The Veterans Affairs Department is getting sued over a claim filing method that veteran organizations say will hurt ill and injured veterans.
At issue is the VA's decision to get rid of an informal claims process that allowed a veteran to backdate the beginning of their claim to when they first contacted the VA to ask for benefits, whether by sending a letter or medical document.
The new system – which went into effect March 24 - requires all veterans use a standardized series of forms that the groups say will take longer and force veterans to go without needed benefits as they navigate a new and confusing system.
The Veterans of Foreign Wars and the Disabled American Veterans filed the lawsuit May 6 to force the VA to accept the old system as well.
"The VFW doesn't oppose the use of standardized forms," said VFW director of National Veterans Service William Bradshaw. "Our opposition is to this all or nothing approach that VA is forcing on veterans — changes, that if left in place, will guarantee in this year alone that tens of thousands of service-connected wounded, ill and injured veterans will be denied benefits they were entitled to before the change became effective."

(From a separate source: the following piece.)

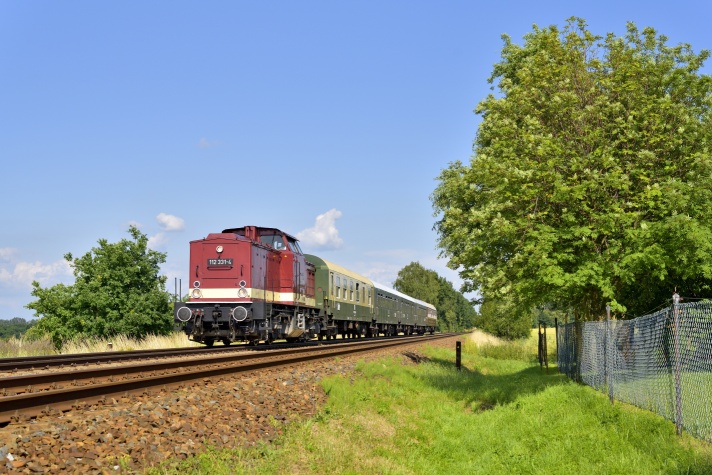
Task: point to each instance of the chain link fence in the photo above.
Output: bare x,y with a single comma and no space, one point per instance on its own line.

The final rule applies to all pension, compensation, dependency, indemnity compensation and monetary burial benefits. The VA says the new process will improve processing speed, and the resulting forms can be uploaded to web-based systems to improve turnaround times and minimize the loss of documents.
The VFW, DAV, and other veterans' service organizations fought against the change after VA first proposed it in October 2013, according to the VFW, which says the new system does not benefit veterans at all.
"The VA is once again changing the rules to make the claims process easier for them, not for the veterans the VA was created to serve," Bradshaw said.